I paced a little. “He lines them up in the bedroom, shoots them all down, drags the guard out to the corridor fast, and goes back out the window on his rope. He closes the window behind him. By now Max Bagnio is up in the apartment, but the killer is gone. He’s outside. A matter of seconds to slide down, disengage his pully mechanism from the roof. Down, not up, because Bagnio might go to the roof at once, and because it was too dark to see him below if Max happened to look out the window. Max didn’t look out, why should he? The window was closed, no fire escape. Max even wasted time making sure Andy wasn’t alive, not that the killer needed that. No, there was risk, sure, but the killer had it pretty well planned.”
I studied their faces. “Only Bagnio found something, a real clue. Later, after he talked to Gazzo, it made him guess what had really happened. The trouble was that what he found in the bedroom wasn’t enough to prove it by itself. So he started to look for the more he needed on his own. That, and the way the killings looked, made the Mafia suspicious of him-who gets past Max Bagnio and the guard upstairs? He realized the real story sounded bad if he told it without full proof, and that the Mafia don’t ask a lot of questions before acting. So he kept trying for more proof, but Charley Albano’s men got to him first.”
Mia drank, John Albano sat without a change, and Levi Stern stood silent and seemed to be considering my story.
“Stern?” I said. “Could you have done it that way?”
“Yes,” he said.
“No sweat?”
“Not much. You don’t forget if you keep in condition.”
I nodded. “That’s what I figured. You know, I think that the search here at Mia’s was a trick. A ruse to hide the fact what Max Bagnio wanted only Hal Wood could have.”
John Albano said, “What would that be, Dan?”
“I think I’ll go and ask Hal. Maybe he’ll remember with all I know now,” I said. “You stay here. I’ll be back.”

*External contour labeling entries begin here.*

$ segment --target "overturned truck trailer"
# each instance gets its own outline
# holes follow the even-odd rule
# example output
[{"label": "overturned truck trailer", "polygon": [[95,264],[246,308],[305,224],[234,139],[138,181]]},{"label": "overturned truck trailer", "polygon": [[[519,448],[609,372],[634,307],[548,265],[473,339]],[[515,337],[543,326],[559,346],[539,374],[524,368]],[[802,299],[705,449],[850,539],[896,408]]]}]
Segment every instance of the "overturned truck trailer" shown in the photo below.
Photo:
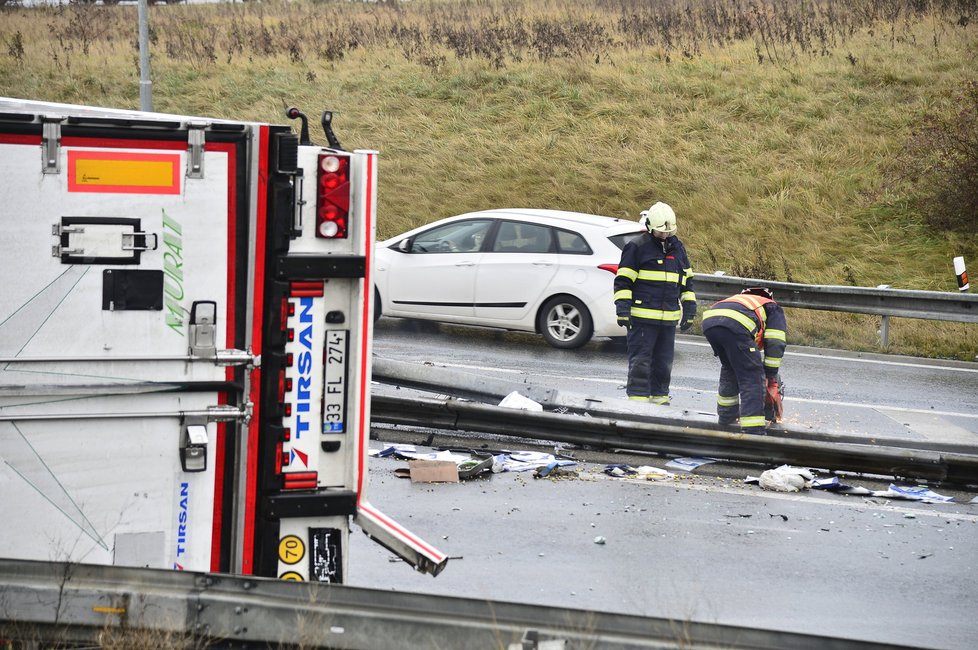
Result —
[{"label": "overturned truck trailer", "polygon": [[342,583],[366,499],[377,154],[0,98],[0,555]]}]

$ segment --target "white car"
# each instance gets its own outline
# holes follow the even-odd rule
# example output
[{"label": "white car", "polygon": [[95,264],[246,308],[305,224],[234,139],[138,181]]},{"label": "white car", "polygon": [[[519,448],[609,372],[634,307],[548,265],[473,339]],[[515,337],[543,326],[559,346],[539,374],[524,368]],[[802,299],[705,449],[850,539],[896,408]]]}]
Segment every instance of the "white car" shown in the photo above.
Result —
[{"label": "white car", "polygon": [[539,332],[554,347],[624,336],[612,285],[636,221],[503,209],[435,221],[376,247],[375,316]]}]

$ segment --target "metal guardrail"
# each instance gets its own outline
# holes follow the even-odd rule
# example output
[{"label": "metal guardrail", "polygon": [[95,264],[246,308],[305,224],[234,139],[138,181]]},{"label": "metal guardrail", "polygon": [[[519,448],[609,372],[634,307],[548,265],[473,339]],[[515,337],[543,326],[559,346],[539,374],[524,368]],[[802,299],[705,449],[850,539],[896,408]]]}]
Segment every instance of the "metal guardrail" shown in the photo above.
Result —
[{"label": "metal guardrail", "polygon": [[883,650],[811,634],[272,578],[0,560],[0,639],[28,647]]},{"label": "metal guardrail", "polygon": [[376,423],[429,429],[478,431],[518,438],[567,442],[669,456],[705,456],[728,461],[797,465],[828,471],[892,476],[961,485],[978,484],[978,454],[852,442],[755,436],[659,422],[516,409],[451,399],[380,397],[371,401]]},{"label": "metal guardrail", "polygon": [[[394,397],[375,392],[371,398],[371,420],[375,423],[978,484],[978,444],[935,444],[879,436],[869,443],[849,433],[792,430],[784,425],[778,425],[767,436],[746,435],[720,427],[712,415],[627,400],[606,401],[543,388],[525,380],[506,381],[382,357],[374,358],[372,378],[383,384],[490,402]],[[546,409],[571,414],[495,406],[512,391]],[[585,414],[587,417],[582,417]]]},{"label": "metal guardrail", "polygon": [[696,297],[701,299],[720,300],[748,287],[763,286],[774,291],[775,299],[785,307],[882,316],[880,345],[884,348],[889,345],[890,316],[978,323],[978,295],[967,293],[891,289],[884,285],[871,289],[795,284],[702,273],[697,273],[694,280]]},{"label": "metal guardrail", "polygon": [[697,273],[694,279],[696,297],[700,299],[720,300],[748,287],[760,286],[774,291],[775,299],[785,307],[882,316],[880,345],[884,348],[889,345],[890,316],[978,323],[978,294],[795,284],[702,273]]},{"label": "metal guardrail", "polygon": [[978,294],[795,284],[702,273],[696,274],[694,282],[696,296],[708,300],[719,300],[748,287],[762,286],[774,291],[775,299],[785,307],[978,323]]}]

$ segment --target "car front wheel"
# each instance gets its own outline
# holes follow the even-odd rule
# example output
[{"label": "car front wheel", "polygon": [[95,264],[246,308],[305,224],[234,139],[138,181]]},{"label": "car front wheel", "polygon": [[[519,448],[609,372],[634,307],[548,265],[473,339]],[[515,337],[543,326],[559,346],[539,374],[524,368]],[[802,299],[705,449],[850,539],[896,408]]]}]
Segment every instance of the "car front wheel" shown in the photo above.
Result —
[{"label": "car front wheel", "polygon": [[540,310],[540,333],[555,348],[579,348],[591,340],[591,313],[573,296],[554,296]]},{"label": "car front wheel", "polygon": [[380,320],[381,314],[383,314],[383,309],[380,308],[380,292],[377,291],[377,287],[374,287],[374,322]]}]

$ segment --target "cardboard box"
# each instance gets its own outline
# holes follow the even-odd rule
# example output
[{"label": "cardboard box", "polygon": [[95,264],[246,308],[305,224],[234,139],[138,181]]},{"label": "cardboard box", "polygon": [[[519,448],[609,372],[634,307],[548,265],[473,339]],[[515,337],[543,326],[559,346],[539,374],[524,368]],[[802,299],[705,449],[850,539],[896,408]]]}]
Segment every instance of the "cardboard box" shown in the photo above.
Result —
[{"label": "cardboard box", "polygon": [[408,461],[413,483],[458,483],[458,466],[451,460]]}]

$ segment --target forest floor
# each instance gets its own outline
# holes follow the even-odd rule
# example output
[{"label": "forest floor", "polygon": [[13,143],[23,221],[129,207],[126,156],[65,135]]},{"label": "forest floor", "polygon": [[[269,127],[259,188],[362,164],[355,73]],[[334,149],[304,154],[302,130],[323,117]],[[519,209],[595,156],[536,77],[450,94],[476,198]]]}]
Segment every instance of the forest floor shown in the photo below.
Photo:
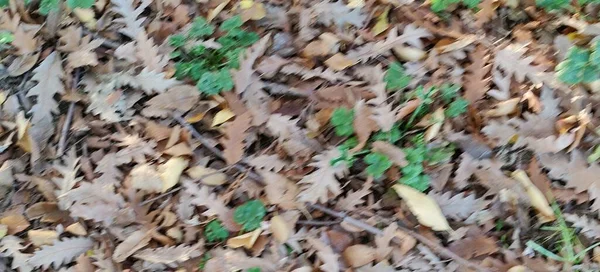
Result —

I left them all watching the door, not each other. Down in my car I lit a cigarette, then drove south. Another car pulled out behind me. I thought it did. I didn’t drive too fast. At St. Marks Place I parked near the corner of Avenue A, walked back to number 145. I went up to 4-B when Hal Wood answered my ring from the vestibule.
Hal stood in the open doorway. He was serious.
“Something new, Dan?” he asked.
“A lot,” I said. “Inside, okay?”
“Sure,” he said, let me in and closed the door. “You’ve got it solved all the way?”
“Not long now,” I said.
CHAPTER 29
I told him about the Wyandotte deal, and about Kezar’s story of Charley Albano faking the evidence against Max Bagnio. Hal shook his head, unbelieving.
“Dunlap? A big company like Caxton? Is everyone corrupt today, nobody real?”
“Not everyone,” I said.
“Just those who run the country,” Hal said bitterly. “Those with the chance, right? From expense-account cheaters to the top. A percentage of the take. I’ve been thinking a lot about that since-” He seemed to lose his train of thought. “It seems so long since Diana… died. I guess I don’t care what Bagnio’s real motive was. It can’t help now. I… I’ve been working. Real well. Come on, take a look.”